Singin' In The Rain - 1952 - DVD
Wednesday, September 26, 2007
I watched Singin' In The Rain again!
Ebert says he watches it once a year, and because I love this movie as much as he does, but hadn't seen it in at least two, I was long overdue. My most memorable screening took place in the high mountains of Telluride at the Film Festival in 2002. It was the 50th Anniversary of the film and screenwriter Betty Comden miraculously made the flight in for a chat with Elivis Mitchell; as I recall, in her 80+ years of age, she was too weak to get up on stage post-screening by herself, so two people hoisted her to the platform while she sat in her chair. It was a complete delight. Her co-writer Adolph Green didn't make the trip that year, and about a month after the festival he died at age 88. The energy of Ms. Comden alone, however, was phenomenal; we were all sharing the same small auditorium with a living Hollywood legend, and she was vivid and articulate and witty to boot. Of the handful of celebrities I've ever been in close proximity to, her presence was the most moving--and she was fifty feet away! (Anecdote: Steven Spielberg is my next-biggest celebrity sighting who walked past me on queue outside Film Forum for a 3-D screening of Hitchcock's Dial M For Murder.)
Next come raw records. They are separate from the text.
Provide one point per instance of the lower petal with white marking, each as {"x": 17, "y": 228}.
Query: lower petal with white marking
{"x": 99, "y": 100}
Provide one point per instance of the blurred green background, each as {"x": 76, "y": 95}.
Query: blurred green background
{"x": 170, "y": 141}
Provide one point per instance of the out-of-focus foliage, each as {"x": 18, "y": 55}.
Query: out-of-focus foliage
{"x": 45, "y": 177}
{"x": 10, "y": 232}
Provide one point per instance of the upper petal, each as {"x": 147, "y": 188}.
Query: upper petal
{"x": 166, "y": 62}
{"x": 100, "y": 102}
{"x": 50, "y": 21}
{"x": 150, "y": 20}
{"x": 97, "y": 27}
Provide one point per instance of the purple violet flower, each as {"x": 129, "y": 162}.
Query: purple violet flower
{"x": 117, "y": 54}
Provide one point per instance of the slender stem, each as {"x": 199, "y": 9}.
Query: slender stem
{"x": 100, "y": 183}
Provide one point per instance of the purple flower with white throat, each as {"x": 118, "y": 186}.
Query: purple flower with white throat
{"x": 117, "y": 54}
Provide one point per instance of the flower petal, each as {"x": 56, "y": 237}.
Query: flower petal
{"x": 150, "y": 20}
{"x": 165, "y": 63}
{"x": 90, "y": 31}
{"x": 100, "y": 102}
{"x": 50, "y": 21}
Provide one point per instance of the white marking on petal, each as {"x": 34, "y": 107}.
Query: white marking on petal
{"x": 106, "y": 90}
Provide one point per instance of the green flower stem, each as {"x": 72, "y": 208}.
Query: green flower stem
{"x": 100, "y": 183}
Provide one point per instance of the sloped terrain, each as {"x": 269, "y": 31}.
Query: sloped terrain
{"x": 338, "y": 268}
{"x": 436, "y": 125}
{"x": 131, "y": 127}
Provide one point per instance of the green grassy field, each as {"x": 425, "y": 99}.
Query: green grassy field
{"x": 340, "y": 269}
The "Singin' in the Rain" sequence is the finest of American Musicals, and if my count is correct, there are a mere 8 cuts in the entire segment. Apparently, Gene Kelly was sick as a dog with a cold when the shot it, but you wouldn't know it. His dance is seamless, mesmerizing, lovely, jolly, a feat of human mobility and coordination that comes so smoothly as to be mere intuition. Kelly is indeed an innate genius in jazz shoes.